Les données, apparemment contradictoires, présentées par différents témoins au
cours des audiences de comités parlementaires n’ont fait que compliquer davantage
encore un débat souvent très technique par ailleurs. Le présent document ne vise
pas à régler les différends sur les chiffres eux-mêmes, mais à expliquer certains
paramètres techniques dont il faudrait tenir compte lorsque l’on quantifie les mérites
relatifs de différents types de carburant.
2
ÉMISSIONS PAR KILOMÈTRE
Il est important, lorsque l’on quantifie l’impact sur l’environnement des carburants
automobiles, de calculer les émissions par kilomètre parcouru, plutôt que les
émissions par litre. L’éthanol produit moins d’énergie au litre que l’essence. Donc,
la distance parcourue avec un litre d’un mélange contenant de l’éthanol sera
inférieure à celle parcourue avec un litre d’essence ordinaire. Il ressort ainsi d’une
étude menée aux États-Unis par Consumer Reports que l’économie de carburant
pour le VUS Tahoe de Chevrolet avec l’E85 (85 p. 100 d’éthanol pour 15 p. 100
d’essence) est inférieure de 27 p. 100 à ce qu’elle est avec de l’essence ordinaire 1, 2.

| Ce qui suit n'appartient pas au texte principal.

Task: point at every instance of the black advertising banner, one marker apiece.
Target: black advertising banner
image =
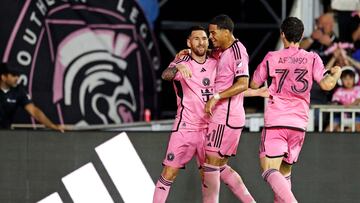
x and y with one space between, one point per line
83 62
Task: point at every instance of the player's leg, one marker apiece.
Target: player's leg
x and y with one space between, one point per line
235 183
285 170
179 152
221 143
229 176
273 147
211 183
163 185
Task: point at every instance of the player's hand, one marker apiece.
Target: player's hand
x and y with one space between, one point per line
210 105
182 53
263 92
60 128
184 71
336 70
316 34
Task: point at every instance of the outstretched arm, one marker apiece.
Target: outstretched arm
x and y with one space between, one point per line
258 92
239 86
35 112
170 73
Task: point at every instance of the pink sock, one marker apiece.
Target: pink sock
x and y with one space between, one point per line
277 198
211 185
288 178
233 180
162 189
279 185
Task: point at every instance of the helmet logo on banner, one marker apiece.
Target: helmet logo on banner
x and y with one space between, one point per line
86 62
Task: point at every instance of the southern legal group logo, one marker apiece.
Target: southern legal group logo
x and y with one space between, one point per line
87 61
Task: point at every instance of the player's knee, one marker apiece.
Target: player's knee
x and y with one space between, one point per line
215 159
285 168
170 173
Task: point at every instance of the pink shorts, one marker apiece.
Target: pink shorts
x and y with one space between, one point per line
183 145
278 142
222 139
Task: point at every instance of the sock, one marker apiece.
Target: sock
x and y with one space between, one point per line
233 180
279 185
288 178
211 185
277 198
162 189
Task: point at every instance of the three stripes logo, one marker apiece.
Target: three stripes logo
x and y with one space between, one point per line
86 185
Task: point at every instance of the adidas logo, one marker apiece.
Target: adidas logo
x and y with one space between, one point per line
86 185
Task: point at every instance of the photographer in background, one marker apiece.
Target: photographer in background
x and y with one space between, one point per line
13 96
322 37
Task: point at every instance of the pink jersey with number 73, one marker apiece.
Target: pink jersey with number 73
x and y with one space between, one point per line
290 73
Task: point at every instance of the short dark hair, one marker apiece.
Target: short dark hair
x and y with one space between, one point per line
347 72
223 22
196 28
4 70
293 29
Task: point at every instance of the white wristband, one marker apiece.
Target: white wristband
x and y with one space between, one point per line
217 96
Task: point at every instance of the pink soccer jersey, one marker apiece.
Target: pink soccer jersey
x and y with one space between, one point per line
290 73
193 93
346 96
233 63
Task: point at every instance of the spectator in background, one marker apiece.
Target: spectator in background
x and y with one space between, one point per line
322 37
343 10
320 40
348 95
291 71
13 96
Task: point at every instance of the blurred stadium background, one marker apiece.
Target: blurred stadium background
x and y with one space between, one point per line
95 66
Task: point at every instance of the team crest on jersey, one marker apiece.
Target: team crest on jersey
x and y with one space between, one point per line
170 156
206 81
239 63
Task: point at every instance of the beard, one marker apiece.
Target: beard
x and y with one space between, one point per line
200 51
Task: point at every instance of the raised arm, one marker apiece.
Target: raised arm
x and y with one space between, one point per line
239 86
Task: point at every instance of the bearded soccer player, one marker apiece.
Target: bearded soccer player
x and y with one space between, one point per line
193 77
290 73
227 112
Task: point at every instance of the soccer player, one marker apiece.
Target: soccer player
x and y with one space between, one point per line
227 112
290 73
193 77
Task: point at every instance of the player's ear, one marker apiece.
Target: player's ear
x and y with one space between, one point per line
282 35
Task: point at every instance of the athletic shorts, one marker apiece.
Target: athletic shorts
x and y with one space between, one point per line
222 139
183 145
281 142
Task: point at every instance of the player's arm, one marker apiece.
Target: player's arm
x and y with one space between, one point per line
329 81
306 43
257 92
170 72
35 112
239 86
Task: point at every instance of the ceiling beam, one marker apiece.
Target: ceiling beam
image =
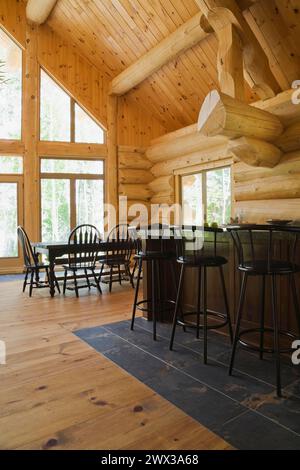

Autrement dit, la distance parcourue avec un réservoir d’E85 est inférieure de
27 p. 100 à celle parcourue avec un réservoir d’essence ordinaire. Quantifier par
litre consommé la réduction possible des émissions de gaz à effet de serre avec
des mélanges contenant de l’éthanol peut se révéler trompeur, car, pour atteindre
les réductions d’émissions formulées de cette manière, les Canadiens devraient
considérablement réduire leur kilométrage automobile.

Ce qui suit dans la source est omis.